Web hosting directory, find affordable web hosting
Data recovery software tools & file recovery utilities to recover lost data
WestNIC provides reliable web hosting services
SGD Networks offers Web Hosting, Web Hosting Hyderabad
Ahosting.biz reseller hosting, managed dedicated server with 24/7 support
JTidy is a Java implementation of Dave Raggett's HTML Tidy program that "tidies" tag soup to produce well formed HTML. This article highlights some important integration issues for JTidy with notes and tips from the Code Style site log.
The JTidy how to page gives a simple example to process HTML from a Java InputStream to an OutputStream using using one of several parse methods on the core JTidy class.

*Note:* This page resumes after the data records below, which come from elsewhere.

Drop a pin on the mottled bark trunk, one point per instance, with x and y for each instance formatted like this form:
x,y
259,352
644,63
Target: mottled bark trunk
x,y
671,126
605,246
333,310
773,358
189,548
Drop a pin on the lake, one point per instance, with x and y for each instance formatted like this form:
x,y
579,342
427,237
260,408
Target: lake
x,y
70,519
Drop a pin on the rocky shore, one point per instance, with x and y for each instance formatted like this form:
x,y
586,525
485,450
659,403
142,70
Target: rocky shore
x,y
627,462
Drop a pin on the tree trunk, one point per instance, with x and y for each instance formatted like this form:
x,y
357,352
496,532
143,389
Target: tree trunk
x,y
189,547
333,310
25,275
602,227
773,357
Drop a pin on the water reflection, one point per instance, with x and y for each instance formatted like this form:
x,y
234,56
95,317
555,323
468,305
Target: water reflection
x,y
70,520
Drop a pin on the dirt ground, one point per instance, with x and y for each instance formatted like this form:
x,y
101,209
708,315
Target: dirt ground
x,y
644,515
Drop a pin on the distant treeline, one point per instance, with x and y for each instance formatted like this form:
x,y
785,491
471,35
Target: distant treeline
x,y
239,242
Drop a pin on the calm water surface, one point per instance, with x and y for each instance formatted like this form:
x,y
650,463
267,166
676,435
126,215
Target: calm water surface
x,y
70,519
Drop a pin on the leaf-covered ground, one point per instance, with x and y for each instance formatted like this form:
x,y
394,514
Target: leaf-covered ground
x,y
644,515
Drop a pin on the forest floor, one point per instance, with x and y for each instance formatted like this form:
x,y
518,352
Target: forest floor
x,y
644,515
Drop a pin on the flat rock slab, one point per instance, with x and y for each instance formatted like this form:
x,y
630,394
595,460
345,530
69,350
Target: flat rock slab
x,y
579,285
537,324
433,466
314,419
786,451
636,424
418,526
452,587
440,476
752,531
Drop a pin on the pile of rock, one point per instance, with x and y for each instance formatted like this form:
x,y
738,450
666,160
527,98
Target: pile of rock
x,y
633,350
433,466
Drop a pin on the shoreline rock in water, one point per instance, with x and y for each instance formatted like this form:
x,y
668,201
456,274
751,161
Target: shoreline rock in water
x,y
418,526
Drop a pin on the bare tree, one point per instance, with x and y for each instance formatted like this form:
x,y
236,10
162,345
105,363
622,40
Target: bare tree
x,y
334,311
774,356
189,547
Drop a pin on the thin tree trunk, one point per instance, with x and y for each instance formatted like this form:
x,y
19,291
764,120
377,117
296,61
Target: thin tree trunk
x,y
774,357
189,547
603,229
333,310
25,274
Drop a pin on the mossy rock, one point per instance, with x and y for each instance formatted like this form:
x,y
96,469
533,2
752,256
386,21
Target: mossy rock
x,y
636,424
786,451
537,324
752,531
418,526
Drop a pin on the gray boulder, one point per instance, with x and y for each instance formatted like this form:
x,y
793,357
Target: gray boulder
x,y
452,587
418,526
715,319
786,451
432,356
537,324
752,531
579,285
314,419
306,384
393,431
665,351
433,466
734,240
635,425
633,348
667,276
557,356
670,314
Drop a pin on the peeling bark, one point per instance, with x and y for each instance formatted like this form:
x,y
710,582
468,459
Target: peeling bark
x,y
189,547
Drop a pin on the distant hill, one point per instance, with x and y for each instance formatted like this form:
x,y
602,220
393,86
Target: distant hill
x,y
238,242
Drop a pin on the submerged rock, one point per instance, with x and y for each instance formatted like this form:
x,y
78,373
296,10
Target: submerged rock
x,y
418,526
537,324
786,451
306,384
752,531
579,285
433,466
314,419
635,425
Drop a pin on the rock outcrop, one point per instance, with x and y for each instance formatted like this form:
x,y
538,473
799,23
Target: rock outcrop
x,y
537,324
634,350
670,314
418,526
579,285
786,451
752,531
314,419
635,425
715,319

The standard JTidy distribution contains three Java packages as source and compiled classes in %jtidy%/build/Tidy.jar:
org.w3c.dom
org.xml.sax
org.w3c.tidy package
The JTidy package was developed before the W3C DOM and SAX packages were widely available through the JAXP package and Java Software Development Kit 1.4. Small implementation differences with the DOM and SAX packages in these standard Java distributions can cause class compatibility conflicts with those included in the distribution JAR for JTidy. To overcome any class compatibility conflicts, download a recent source snapshot and re-package the org.w3c.tidy directory tree by itself; compile, copy important configuration files and create your own JAR file.
The JTidy package class Configuration uses the variable name enum, which is a keyword in Java 1.5 and not permitted. If necessary, use the -source 1.4 compiler flag to compile without source code modification.
C:\dev\>D:\java\jdk150\bin\javac
-source 1.4
-classpath "c:\dev"
C:\dev\org\w3c\tidy\*.java
-d "c:\dev\classes"
An important set of Java property files should also be copied into the JTidy class directory before you make a JAR file. The TidyMessages.properties file is the key English language message configuration file, TidyMessages_de.properties and TidyMessages_es.properties are not critical.
copy "C:\dev\org\w3c\tidy\*.properties" "C:\dev\classes\org\w3c\tidy"
Change to the classes output directory and archive the contents of the org subdirectory.
cd C:\dev\classes
C:\dev\classes>D:\java\jdk150\bin\jar cf "C:\dev\JTidy.jar" org
The MKSearch Ant build file includes a target that compiles and packages the org.w3c.tidy package in isolation. The general build.properties and local.properties files define the build variables, the local properties file should be updated with your own file system configuration. The JTidy source is expected to be in a directory named %mksearch%/lib-src/jtidy.
<target description="Compile and archive JTidy from source" name="jar.jtidy" depends="prepare"> <mkdir dir="${buildDir}/jtidy"/> <javac srcdir="${sourceLibDir}/jtidy" destdir="${buildDir}/jtidy" debug="${debug}" deprecation="off" optimize="${optimize}" verbose="${verbose}" source="${source.version}"> <classpath refid="classpath"/> <include name="**/*.java"/> </javac> <copy file="${sourceLibDir}/jtidy/org/w3c/tidy/TidyMessages.properties" todir="${buildDir}/jtidy/org/w3c/tidy" preservelastmodified="true" overwrite="true" verbose="false"/> <jar jarfile="${libDir}/jtidy.jar" basedir="${buildDir}/jtidy"/> </target>
The site log entries below note various developments to do with JTidy, which is used as a component in the Metacentric Web Feed Generator system and MKSearch metadata search engine. In both systems, JTidy is used to clean up the HTML source and convert to XHTML so that it can be processed further as XML using XSLT and SAX call-backs.
setFpi(String) method enables you to set your own document type declaration and validate with a custom document type definition. Code Style uses a "Lax" version of the XHTML transitional document type with many non-standard elements and attributes and less rigorous validation of attribute values.
setConfigurationFromFile(String) method. The string argument is the path to the configuration file.
The MKSearch project was developed with a view to run on free open source platforms, as well as the Sun Java platform. The project made a number of JTidy library modifications to work around known problems with the GNU compiler for Java (GCJ).